After that: a week to get Uranus out of my head. That ought to be enough.

Comments

This sounds familiar

erin's picture

It's a lot like the way I write, including all the revisions. I have a lot of pennames but I'm pretty sure you're not one of them.

Pretty sure. :)

I do enjoy the stuff you've written, perhaps partly because some of it reads like something I might have written.

Good luck, and of course, you know, we're all waiting to see the end of Uranus.

Hugs,
Erin

= Give everyone the benefit of the doubt because certainty is a fragile thing that can be shattered by one overlooked fact.

How funny!

Iolanthe Portmanteaux's picture

That's the most interesting comment I have yet received!

thanks,

- io

interesting comment

After that: a week to get Uranus out of my head. That ought to be enough.

Isn't it the other way around for most people;)

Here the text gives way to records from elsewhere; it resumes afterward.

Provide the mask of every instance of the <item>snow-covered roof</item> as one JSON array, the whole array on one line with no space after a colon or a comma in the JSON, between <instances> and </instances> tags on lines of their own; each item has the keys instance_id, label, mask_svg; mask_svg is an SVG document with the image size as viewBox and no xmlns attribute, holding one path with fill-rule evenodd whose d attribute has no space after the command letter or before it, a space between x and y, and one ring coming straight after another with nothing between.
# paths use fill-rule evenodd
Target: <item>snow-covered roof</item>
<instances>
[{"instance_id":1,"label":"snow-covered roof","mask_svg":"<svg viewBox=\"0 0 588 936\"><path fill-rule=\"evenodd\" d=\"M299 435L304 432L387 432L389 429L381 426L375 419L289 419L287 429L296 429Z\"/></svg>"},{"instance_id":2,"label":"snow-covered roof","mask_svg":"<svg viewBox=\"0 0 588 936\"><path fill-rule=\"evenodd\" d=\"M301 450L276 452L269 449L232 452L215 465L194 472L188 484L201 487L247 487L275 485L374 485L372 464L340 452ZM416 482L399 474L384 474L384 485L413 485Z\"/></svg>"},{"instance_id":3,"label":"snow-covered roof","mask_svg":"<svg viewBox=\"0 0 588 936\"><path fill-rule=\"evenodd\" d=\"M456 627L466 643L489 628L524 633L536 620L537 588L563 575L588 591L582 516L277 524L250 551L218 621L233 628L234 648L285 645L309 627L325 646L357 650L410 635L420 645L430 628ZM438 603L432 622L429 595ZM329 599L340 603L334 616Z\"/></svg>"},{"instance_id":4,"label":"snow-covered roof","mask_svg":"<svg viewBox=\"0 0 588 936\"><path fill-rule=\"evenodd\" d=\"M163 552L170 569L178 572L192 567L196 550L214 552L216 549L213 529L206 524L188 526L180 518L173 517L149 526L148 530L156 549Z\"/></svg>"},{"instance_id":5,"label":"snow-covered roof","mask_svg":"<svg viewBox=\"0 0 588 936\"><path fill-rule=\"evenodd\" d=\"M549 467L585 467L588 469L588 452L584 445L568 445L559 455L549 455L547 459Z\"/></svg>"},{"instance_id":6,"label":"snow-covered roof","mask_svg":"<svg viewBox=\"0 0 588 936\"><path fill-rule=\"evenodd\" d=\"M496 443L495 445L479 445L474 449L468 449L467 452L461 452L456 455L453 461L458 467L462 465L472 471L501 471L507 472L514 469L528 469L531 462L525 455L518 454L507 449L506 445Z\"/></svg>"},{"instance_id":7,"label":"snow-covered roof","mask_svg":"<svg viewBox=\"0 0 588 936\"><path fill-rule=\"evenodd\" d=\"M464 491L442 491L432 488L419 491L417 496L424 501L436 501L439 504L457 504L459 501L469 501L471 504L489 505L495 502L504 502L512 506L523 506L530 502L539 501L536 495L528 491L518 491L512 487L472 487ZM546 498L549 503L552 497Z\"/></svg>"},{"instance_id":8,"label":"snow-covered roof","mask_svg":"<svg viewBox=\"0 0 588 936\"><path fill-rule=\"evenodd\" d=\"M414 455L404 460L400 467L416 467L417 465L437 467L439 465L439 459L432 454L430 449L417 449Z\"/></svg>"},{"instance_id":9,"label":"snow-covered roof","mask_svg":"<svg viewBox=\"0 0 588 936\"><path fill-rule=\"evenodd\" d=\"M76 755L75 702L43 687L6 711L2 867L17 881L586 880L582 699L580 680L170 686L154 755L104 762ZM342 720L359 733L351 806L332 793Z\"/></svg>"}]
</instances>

We the willing, led by the unsure. Have been doing so much with so little for so long,
We are now qualified to do anything with nothing.

The other way

Daphne Xu's picture

She could indeed have written it the other way: "After that, a week to get my head out of Uranus."

-- Daphne Xu

Visit to a strange planet

Now this story you say you are ending
That we all enjoyed for awhile
But we hope you are not taking
The humor that gave us a smile.

Cause the puns flew like satellites
And the tropes suffered subversions
Lampshades danced in starry nights
Amid recto-cranial inversions.

We've learned one thing to be true, tho
To admit it might really pain us
We loved this story and you, so
We'll always remember Uranus.

- Gender is between the ears, sex is between the legs and anywhere else you can get it. - Lulu Martine

That's very sweet!

Iolanthe Portmanteaux's picture

Thanks -- It's nice to know when Uranus is memorable.